Module 3
Advanced Datatypes
3.1 List
In short, a list is a collection of arbitrary objects, somewhat akin to
an array in many other programming languages but more flexible. Lists
are defined in Python by enclosing a comma-separated sequence of objects
in square brackets ([]
), as shown below:
>>> a = ['foo', 'bar', 'baz', 'qux']
>>> print(a)
['foo', 'bar', 'baz', 'qux']
>>> a
['foo', 'bar', 'baz', 'qux']
The important characteristics of Python lists are as follows:
- Lists are ordered.
- Lists can contain any arbitrary objects.
- List elements can be accessed by index.
- Lists can be nested to arbitrary depth.
- Lists are mutable.
- Lists are dynamic.
Each of these features is examined in more detail below.
Lists Are Ordered
A list is not merely a collection of objects. It is an ordered collection of objects. The order in which you specify the elements when you define a list is an innate characteristic of that list and is maintained for that list’s lifetime.
Lists that have the same elements in a different order are not the same:
>>> a = ['foo', 'bar', 'baz', 'qux']
>>> b = ['baz', 'qux', 'bar', 'foo']
>>> a == b
False
>>> a is b
False
>>> [1, 2, 3, 4] == [4, 1, 3, 2]
False
Lists Can Contain Arbitrary Objects
A list can contain any assortment of objects. The elements of a list can all be the same type:
>>> a = [2, 4, 6, 8]
>>> a
[2, 4, 6, 8]
Or the elements can be of varying types:
>>> a = [21.42, 'foobar', 3, 4, 'bark', False, 3.14159]
>>> a
[21.42, 'foobar', 3, 4, 'bark', False, 3.14159]
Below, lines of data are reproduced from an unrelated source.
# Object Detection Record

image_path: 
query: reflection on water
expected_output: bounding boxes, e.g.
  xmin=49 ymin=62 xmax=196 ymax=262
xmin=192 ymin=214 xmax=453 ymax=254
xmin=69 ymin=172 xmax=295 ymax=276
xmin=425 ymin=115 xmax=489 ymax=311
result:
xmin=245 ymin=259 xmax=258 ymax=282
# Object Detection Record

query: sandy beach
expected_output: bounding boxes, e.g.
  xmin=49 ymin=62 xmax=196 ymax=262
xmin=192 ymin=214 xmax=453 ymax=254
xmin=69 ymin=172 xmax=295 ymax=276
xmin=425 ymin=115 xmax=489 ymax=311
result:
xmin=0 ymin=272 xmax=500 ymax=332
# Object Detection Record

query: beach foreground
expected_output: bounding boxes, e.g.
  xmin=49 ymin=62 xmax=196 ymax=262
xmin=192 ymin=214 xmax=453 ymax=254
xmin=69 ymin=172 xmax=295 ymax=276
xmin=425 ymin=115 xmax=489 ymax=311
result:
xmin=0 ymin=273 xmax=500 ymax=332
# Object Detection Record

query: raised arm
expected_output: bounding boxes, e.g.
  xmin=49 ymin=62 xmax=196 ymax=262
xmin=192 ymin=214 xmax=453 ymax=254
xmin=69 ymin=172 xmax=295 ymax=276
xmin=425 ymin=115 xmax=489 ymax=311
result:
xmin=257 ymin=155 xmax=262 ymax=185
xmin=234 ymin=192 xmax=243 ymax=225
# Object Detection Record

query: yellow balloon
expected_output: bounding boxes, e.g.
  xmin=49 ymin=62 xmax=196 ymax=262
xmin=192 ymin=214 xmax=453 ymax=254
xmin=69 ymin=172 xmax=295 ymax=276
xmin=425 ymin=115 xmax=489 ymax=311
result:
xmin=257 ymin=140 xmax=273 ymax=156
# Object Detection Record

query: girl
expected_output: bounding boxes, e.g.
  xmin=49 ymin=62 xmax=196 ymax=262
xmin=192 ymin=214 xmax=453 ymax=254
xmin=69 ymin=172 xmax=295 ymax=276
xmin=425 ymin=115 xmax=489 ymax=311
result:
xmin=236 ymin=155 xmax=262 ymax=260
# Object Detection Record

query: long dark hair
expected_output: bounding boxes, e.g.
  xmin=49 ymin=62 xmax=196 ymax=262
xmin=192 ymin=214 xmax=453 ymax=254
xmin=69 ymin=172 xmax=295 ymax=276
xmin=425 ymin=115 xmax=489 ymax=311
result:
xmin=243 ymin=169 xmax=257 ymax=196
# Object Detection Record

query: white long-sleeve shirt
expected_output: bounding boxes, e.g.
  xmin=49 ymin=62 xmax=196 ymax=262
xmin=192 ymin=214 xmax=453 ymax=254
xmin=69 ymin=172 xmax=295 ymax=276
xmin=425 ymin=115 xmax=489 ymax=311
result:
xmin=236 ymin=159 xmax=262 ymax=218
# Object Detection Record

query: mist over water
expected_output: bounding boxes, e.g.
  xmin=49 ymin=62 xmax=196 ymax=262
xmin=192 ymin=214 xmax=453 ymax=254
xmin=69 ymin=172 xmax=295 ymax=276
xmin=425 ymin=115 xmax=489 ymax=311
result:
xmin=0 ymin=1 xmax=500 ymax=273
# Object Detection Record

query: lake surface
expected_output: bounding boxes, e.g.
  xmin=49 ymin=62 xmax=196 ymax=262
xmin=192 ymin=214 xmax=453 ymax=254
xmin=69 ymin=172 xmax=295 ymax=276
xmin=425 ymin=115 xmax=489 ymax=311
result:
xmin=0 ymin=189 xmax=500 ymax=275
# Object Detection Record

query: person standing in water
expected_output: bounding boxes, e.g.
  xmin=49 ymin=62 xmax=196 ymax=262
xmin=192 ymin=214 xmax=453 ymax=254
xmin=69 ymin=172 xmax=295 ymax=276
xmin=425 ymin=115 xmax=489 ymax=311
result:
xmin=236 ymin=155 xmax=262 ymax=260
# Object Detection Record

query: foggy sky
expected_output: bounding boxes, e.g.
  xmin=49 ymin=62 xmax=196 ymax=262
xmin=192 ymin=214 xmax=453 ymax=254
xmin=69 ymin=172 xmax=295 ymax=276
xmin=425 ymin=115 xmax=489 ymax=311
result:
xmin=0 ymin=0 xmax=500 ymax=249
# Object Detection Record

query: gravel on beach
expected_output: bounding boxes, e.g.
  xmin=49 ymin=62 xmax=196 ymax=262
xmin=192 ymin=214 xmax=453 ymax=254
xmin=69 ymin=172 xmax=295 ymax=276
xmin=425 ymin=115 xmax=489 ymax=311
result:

Lists can even contain complex objects, like functions, classes, and modules, which you will learn about in upcoming tutorials:
>>> int
<class 'int'>
>>> len
<built-in function len>
>>> def foo():
... pass
...
>>> foo
<function foo at 0x035B9030>
>>> import math
>>> math
<module 'math' (built-in)>
>>> a = [int, len, foo, math]
>>> a
[<class 'int'>, <built-in function len>, <function foo at 0x02CA2618>,
<module 'math' (built-in)>]
A list can contain any number of objects, from zero to as many as your computer’s memory will allow:
>>> a = []
>>> a
[]
>>> a = [ 'foo' ]
>>> a
['foo']
>>> a = [0, 1, 2, 3, 4, 5, 6, 7, 8, 9, 10, 11, 12, 13, 14, 15, 16, 17, 18, 19, 20,
... 21, 22, 23, 24, 25, 26, 27, 28, 29, 30, 31, 32, 33, 34, 35, 36, 37, 38, 39, 40,
... 41, 42, 43, 44, 45, 46, 47, 48, 49, 50, 51, 52, 53, 54, 55, 56, 57, 58, 59, 60,
... 61, 62, 63, 64, 65, 66, 67, 68, 69, 70, 71, 72, 73, 74, 75, 76, 77, 78, 79, 80,
... 81, 82, 83, 84, 85, 86, 87, 88, 89, 90, 91, 92, 93, 94, 95, 96, 97, 98, 99, 100]
>>> a
[0, 1, 2, 3, 4, 5, 6, 7, 8, 9, 10, 11, 12, 13, 14, 15, 16, 17, 18, 19, 20,
21, 22, 23, 24, 25, 26, 27, 28, 29, 30, 31, 32, 33, 34, 35, 36, 37, 38, 39,
40, 41, 42, 43, 44, 45, 46, 47, 48, 49, 50, 51, 52, 53, 54, 55, 56, 57, 58,
59, 60, 61, 62, 63, 64, 65, 66, 67, 68, 69, 70, 71, 72, 73, 74, 75, 76, 77,
78, 79, 80, 81, 82, 83, 84, 85, 86, 87, 88, 89, 90, 91, 92, 93, 94, 95, 96,
97, 98, 99, 100]
(A list with a single object is sometimes referred to as a singleton list.)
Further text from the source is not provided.